Now, if one’s highest loyalty is to the bottom line on a balance sheet, what Silicon Valley is doing in de-Americanizing its labor force makes sense. And there are two ways to get rid of American workers. One is to export their jobs and factories overseas and hire foreign labor there. The other is to keep the factory here but bring in the foreign workers to replace Americans in their own country.

U.S. corporations, which now proudly call themselves “global companies,” are pursuing both strategies. What is astonishing is to see a Republican Congress collaborate with these globalists and help facilitate the de-Americanization of their labor force.
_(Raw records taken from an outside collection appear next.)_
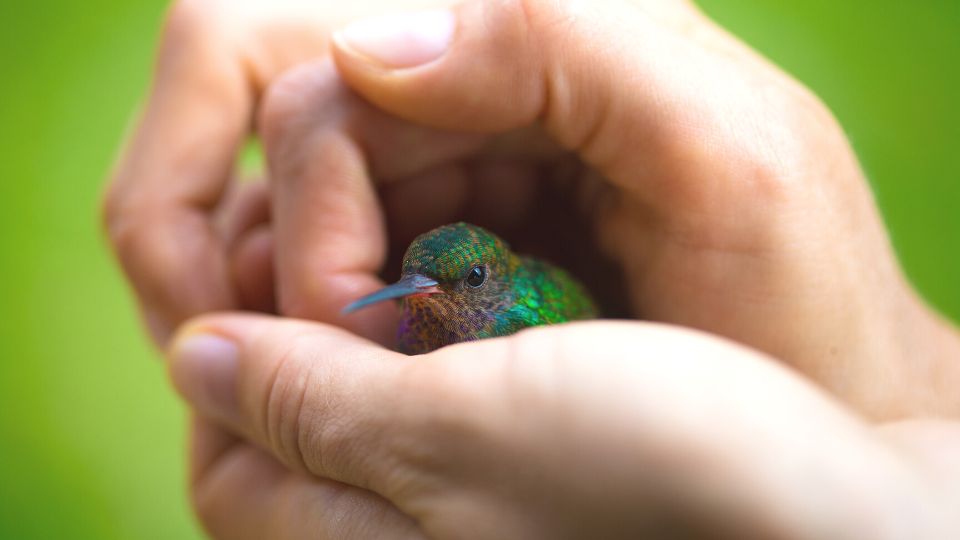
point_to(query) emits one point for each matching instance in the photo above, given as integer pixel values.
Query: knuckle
(284, 412)
(295, 100)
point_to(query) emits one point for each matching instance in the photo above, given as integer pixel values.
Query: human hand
(588, 430)
(723, 191)
(190, 239)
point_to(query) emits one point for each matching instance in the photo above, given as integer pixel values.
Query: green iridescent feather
(518, 291)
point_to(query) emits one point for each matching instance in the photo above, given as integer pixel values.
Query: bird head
(453, 265)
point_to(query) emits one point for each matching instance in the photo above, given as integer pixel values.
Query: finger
(318, 398)
(240, 491)
(622, 83)
(173, 174)
(325, 150)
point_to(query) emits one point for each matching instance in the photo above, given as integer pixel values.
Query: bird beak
(407, 286)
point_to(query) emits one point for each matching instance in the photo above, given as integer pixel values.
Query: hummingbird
(460, 282)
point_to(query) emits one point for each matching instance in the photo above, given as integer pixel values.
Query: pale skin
(721, 189)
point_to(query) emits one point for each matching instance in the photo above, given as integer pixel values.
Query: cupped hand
(636, 143)
(190, 239)
(588, 430)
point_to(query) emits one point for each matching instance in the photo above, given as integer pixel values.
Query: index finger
(173, 173)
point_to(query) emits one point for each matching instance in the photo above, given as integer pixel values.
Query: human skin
(721, 189)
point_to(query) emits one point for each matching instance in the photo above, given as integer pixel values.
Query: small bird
(460, 282)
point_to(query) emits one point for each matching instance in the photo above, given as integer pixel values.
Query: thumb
(593, 72)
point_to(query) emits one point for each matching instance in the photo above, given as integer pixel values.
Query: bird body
(462, 283)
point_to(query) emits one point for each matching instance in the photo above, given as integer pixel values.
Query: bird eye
(477, 276)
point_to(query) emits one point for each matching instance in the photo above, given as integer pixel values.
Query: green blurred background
(91, 437)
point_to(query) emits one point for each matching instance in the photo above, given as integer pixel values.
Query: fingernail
(401, 41)
(204, 370)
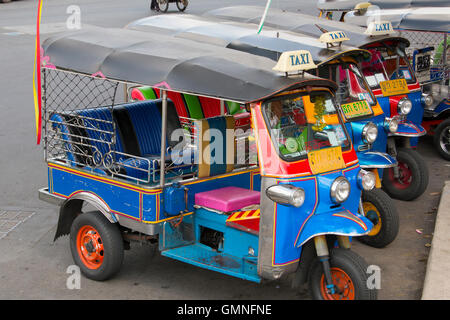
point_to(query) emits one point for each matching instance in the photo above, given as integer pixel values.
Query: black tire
(182, 4)
(109, 240)
(417, 169)
(354, 267)
(441, 139)
(163, 5)
(380, 209)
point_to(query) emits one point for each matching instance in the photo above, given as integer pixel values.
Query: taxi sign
(356, 109)
(325, 160)
(333, 37)
(394, 87)
(362, 5)
(379, 28)
(291, 61)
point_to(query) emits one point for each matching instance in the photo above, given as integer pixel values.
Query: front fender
(409, 129)
(342, 223)
(375, 159)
Before Congress adjourns in October, it will vote on whether to raise the annual quota of H-1B foreign workers to 115,000. The Senate has approved. But the White House, to President Clinton’s credit, has said that it will not sign an expansion of the H-1B program unless the bill contains provisions whereby companies “attest” that they have not fired an American to hire a foreign worker and the firms agree to set up a program to train Americans for future openings.

Well, this has really set the cat down among the pigeons of Silicon Valley. Before hiring foreign workers, these firms would have to attest that they have been telling the truth, i.e, that there are just not enough qualified Americans around.

But that is going to be difficult to do, since the industry has been laying off Americans, there are an estimated 50 applications for every job opening in Silicon Valley, and computer courses in U.S. colleges are jammed with young people. The truth is the U.S. free market will solve any labor shortage Silicon Valley has, if only we will let it work for Americans. Before bringing in foreign labor to take jobs that could provide a wonderful future for hundreds of thousands of our young people, why not let the market work?

Again, the GOP is facing a stark choice: Will it stand with the rich of Silicon Valley, who provide much of the soft money at election time? Or will it side with the American workers whose birthright is being taken from them and given to folks from foreign lands?

Who is the American economy for, if not the American people? And which comes first — our countrymen or the Global Economy? The H-1B program should be phased out, which would force Silicon Valley to do what it ought to have been doing for a decade — hiring, training and promoting Americans.

After all, whose country is it anyway?